The delegate's this value can be accessed via the this property on the arguments array:

onPageShow().then(args => {
    const [event] = args
    const self = args.this
})

const { 0: event, this: self } = await onPageShow()

error handler

when takes an optional error-handler which is passed any error which occurs when a listener is invoked. If not supplied, listener errors are logged with console.error.

const onReady = when(
    done => emitter.once('ready', done),
    error => errors.push(error)
)

onReady(() => loadFile(path))
// errors.push(new Error("no such file..."))

once

The delegate function records its arguments and this value the first time it's called and subsequent calls are ignored, i.e. it behaves like it's only called once. This makes it safe to use with events which may be emitted multiple times, though arranging for the delegate to only be called once can still be useful to avoid spamming it with redundant calls.

const onBeforeUnload = when(done => {
    window.addEventListener('beforeunload', done, { once: true })
})

side effects

Note that the delegating function is void, i.e. there's no way to return a value from it, and no way to return a different value from it each time it's called (since it's only executed once). There's also no way to perform a side effect such as stopping the propagation of an event, since listeners are executed asynchronously. If any of these features are needed, they can be handled by wrapping the delegate, e.g.

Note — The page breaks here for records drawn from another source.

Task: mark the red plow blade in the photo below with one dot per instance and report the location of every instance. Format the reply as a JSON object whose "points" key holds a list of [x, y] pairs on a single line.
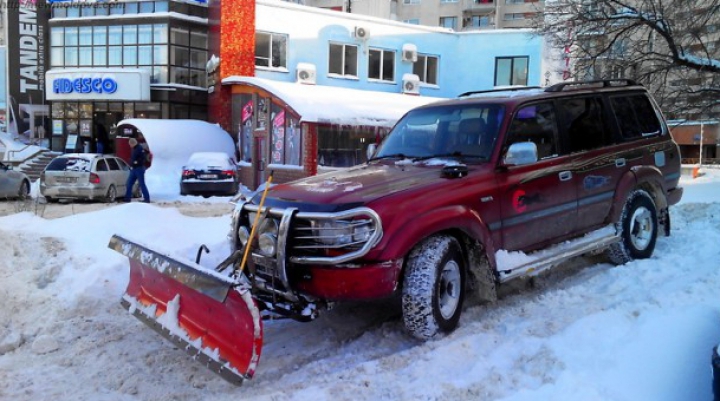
{"points": [[209, 315]]}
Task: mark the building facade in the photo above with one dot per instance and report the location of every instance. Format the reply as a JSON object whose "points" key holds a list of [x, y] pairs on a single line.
{"points": [[111, 61], [458, 15]]}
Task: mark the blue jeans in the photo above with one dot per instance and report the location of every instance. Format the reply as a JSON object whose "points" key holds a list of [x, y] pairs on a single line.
{"points": [[137, 174]]}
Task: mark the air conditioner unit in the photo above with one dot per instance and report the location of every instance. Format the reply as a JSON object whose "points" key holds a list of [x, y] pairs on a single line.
{"points": [[361, 33], [411, 84], [306, 73], [409, 53]]}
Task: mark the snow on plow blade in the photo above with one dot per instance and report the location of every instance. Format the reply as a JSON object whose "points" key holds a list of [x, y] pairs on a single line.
{"points": [[209, 315]]}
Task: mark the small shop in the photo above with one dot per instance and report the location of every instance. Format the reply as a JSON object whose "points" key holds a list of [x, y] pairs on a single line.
{"points": [[87, 104], [299, 130]]}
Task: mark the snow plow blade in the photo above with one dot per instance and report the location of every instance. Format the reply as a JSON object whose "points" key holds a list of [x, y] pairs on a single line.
{"points": [[211, 316]]}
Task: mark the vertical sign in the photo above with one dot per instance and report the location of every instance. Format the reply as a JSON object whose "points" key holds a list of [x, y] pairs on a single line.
{"points": [[27, 51]]}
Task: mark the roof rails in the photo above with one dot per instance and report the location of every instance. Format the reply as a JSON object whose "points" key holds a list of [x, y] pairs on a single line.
{"points": [[605, 83], [510, 88]]}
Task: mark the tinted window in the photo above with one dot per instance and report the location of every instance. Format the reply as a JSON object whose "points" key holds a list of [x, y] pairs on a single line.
{"points": [[101, 166], [584, 125], [535, 123], [112, 162], [69, 164], [635, 116]]}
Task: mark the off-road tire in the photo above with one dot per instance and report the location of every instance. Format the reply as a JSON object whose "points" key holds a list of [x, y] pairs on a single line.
{"points": [[638, 229], [433, 287], [111, 194]]}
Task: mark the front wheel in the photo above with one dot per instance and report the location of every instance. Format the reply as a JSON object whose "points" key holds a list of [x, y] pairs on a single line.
{"points": [[638, 229], [434, 287]]}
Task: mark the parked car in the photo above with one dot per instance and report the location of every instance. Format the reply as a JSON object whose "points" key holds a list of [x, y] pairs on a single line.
{"points": [[87, 176], [208, 174], [13, 183], [552, 172]]}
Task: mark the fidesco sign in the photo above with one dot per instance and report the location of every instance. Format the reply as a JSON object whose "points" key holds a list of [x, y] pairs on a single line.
{"points": [[98, 84], [84, 85]]}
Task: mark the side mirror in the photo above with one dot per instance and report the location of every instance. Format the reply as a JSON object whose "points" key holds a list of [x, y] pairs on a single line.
{"points": [[521, 153], [371, 150]]}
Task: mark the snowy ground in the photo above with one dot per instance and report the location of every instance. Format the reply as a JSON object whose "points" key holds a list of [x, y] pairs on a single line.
{"points": [[591, 331]]}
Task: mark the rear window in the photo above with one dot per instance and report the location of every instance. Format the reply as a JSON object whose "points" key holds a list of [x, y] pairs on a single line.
{"points": [[636, 116], [69, 164]]}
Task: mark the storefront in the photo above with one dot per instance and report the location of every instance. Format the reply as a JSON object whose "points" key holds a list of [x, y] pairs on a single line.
{"points": [[301, 130]]}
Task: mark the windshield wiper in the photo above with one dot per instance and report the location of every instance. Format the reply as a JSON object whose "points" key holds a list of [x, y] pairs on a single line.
{"points": [[392, 156], [459, 155]]}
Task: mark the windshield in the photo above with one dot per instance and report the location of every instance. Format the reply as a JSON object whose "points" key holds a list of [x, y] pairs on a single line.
{"points": [[467, 132]]}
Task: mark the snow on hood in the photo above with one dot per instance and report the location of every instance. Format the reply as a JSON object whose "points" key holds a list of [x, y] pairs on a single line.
{"points": [[171, 143], [334, 105]]}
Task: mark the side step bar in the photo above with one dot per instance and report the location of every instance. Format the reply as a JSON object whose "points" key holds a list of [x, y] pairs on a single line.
{"points": [[557, 254]]}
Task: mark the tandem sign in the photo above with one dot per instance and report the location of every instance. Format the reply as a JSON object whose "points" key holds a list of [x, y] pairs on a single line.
{"points": [[84, 85], [90, 84]]}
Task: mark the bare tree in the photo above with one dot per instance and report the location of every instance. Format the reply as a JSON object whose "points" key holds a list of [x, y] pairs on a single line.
{"points": [[671, 46]]}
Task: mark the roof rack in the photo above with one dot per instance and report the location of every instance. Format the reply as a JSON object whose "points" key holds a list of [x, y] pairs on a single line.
{"points": [[604, 82], [511, 88]]}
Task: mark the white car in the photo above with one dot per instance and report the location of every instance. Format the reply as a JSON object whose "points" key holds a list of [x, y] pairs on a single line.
{"points": [[209, 173], [13, 183], [84, 176]]}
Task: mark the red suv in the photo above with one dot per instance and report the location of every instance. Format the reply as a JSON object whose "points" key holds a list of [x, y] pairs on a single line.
{"points": [[458, 186]]}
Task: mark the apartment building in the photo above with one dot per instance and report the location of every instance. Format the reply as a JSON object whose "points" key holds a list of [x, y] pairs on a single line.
{"points": [[458, 15]]}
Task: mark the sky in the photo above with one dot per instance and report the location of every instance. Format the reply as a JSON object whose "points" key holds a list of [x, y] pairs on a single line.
{"points": [[588, 331]]}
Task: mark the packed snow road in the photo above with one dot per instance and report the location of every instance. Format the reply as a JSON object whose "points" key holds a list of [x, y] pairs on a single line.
{"points": [[590, 331]]}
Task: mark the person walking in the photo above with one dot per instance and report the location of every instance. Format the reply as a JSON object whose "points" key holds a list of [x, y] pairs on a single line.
{"points": [[137, 171]]}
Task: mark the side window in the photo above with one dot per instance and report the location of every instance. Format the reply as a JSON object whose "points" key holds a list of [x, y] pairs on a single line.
{"points": [[635, 116], [584, 125], [112, 162], [535, 123], [101, 165]]}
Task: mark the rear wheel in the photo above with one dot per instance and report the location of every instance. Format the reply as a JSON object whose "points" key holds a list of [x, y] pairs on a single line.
{"points": [[111, 194], [638, 229], [434, 287]]}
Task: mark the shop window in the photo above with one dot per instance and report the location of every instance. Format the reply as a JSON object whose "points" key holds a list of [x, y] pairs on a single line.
{"points": [[381, 65], [426, 69], [511, 71], [343, 60], [270, 50], [343, 147]]}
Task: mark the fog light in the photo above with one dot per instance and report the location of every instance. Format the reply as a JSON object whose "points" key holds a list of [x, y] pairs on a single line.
{"points": [[266, 244]]}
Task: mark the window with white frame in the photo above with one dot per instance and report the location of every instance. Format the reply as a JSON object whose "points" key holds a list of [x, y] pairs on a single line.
{"points": [[426, 69], [511, 70], [343, 59], [381, 64], [448, 22], [270, 50]]}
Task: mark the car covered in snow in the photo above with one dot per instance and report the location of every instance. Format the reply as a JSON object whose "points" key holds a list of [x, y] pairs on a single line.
{"points": [[14, 184], [459, 189], [86, 176], [208, 174]]}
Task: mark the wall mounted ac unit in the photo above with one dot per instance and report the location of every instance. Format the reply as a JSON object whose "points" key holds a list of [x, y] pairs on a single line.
{"points": [[411, 84], [361, 33], [409, 53], [306, 73]]}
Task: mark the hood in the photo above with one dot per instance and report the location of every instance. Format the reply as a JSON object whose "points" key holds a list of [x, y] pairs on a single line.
{"points": [[356, 186]]}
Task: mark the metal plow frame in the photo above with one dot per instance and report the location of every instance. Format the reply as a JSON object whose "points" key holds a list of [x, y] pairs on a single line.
{"points": [[212, 317]]}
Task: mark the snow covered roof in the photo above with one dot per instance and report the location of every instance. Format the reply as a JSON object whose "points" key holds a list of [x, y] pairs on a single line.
{"points": [[334, 105]]}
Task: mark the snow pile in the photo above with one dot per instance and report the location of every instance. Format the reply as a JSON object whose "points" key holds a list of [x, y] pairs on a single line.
{"points": [[588, 331]]}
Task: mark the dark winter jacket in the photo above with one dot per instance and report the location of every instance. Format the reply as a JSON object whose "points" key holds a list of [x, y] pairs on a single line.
{"points": [[137, 160]]}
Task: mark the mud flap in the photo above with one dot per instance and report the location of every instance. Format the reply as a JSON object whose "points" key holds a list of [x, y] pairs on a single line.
{"points": [[211, 316]]}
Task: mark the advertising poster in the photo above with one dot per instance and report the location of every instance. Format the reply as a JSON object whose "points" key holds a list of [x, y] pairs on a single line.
{"points": [[27, 54]]}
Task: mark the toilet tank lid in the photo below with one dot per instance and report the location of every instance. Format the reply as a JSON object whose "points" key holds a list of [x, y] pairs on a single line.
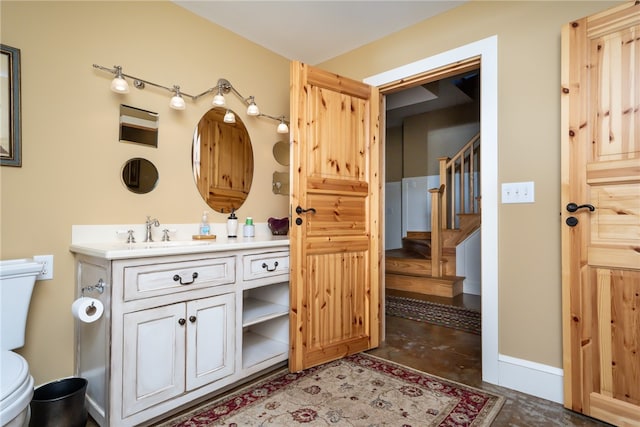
{"points": [[23, 266], [14, 371]]}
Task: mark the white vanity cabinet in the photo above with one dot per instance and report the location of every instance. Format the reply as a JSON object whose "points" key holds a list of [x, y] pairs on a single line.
{"points": [[179, 327], [176, 348]]}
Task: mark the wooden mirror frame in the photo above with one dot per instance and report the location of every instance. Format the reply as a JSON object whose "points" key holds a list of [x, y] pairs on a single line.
{"points": [[222, 161]]}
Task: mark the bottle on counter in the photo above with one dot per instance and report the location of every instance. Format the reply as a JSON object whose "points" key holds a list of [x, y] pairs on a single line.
{"points": [[249, 229], [232, 224], [205, 228]]}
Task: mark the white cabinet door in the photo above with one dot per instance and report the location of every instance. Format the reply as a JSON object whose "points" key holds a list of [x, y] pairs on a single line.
{"points": [[154, 357], [210, 340]]}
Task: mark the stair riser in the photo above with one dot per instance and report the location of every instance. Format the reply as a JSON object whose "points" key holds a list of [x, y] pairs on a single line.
{"points": [[423, 285]]}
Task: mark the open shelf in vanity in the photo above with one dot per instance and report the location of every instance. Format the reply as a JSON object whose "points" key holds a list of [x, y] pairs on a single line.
{"points": [[265, 325], [265, 310]]}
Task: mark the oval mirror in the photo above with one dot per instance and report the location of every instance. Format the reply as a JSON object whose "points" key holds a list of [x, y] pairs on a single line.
{"points": [[281, 152], [222, 159], [139, 175]]}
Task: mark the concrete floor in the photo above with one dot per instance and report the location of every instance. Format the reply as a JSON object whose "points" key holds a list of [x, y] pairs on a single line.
{"points": [[457, 356]]}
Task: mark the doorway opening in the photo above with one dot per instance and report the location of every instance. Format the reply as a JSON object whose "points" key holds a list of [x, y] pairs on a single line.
{"points": [[481, 54]]}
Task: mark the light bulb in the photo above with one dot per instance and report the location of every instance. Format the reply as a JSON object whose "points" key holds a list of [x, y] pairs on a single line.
{"points": [[282, 127], [252, 109], [119, 84], [177, 102], [229, 117], [219, 100]]}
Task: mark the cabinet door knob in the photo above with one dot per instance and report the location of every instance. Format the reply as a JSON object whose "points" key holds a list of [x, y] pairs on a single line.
{"points": [[178, 278], [266, 267]]}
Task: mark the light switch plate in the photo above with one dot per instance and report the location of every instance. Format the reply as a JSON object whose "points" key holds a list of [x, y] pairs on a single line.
{"points": [[518, 192], [47, 271]]}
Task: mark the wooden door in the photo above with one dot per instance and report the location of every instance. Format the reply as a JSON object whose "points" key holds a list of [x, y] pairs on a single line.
{"points": [[601, 252], [336, 247]]}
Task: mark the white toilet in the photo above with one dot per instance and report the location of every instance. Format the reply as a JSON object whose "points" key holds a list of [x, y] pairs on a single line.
{"points": [[17, 278]]}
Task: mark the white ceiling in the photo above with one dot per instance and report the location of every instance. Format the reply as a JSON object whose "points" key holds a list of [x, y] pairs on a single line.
{"points": [[315, 31]]}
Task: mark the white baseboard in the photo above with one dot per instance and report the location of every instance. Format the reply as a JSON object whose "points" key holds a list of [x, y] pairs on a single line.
{"points": [[531, 378]]}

const onReady = when(done => {
    const wrapper = function (event) {
        const result = handle(event) // side effects
        done.call(this, event)       // notify listeners (once)
        return result                // return value
    }

    emitter.on('ready', wrapper)
})

DEVELOPMENT

NPM Scripts

The following NPM scripts are available:

  • build - compile the library for testing and save to the target directory
  • build:doc - generate the README's TOC (table of contents)
  • build:release - compile the library for release and save to the target directory
  • clean - remove the target directory and its contents
  • rebuild - clean the target directory and recompile the library
  • test - recompile the library and run the test suite
  • test:run - run the test suite
  • typecheck - sanity check the library's type definitions

COMPATIBILITY

SEE ALSO

  • fixed-event - EventEmitter for one-time tasks
  • ipc-event-emitter - an EventEmitter wrapper for IPC between parent and child processes with support for pinned events
  • wl - whenable events implementation

VERSION

1.2.0

AUTHOR

chocolateboy

COPYRIGHT AND LICENSE

Copyright © 2021 by chocolateboy.

This is free software; you can redistribute it and/or modify it under the terms of the MIT license.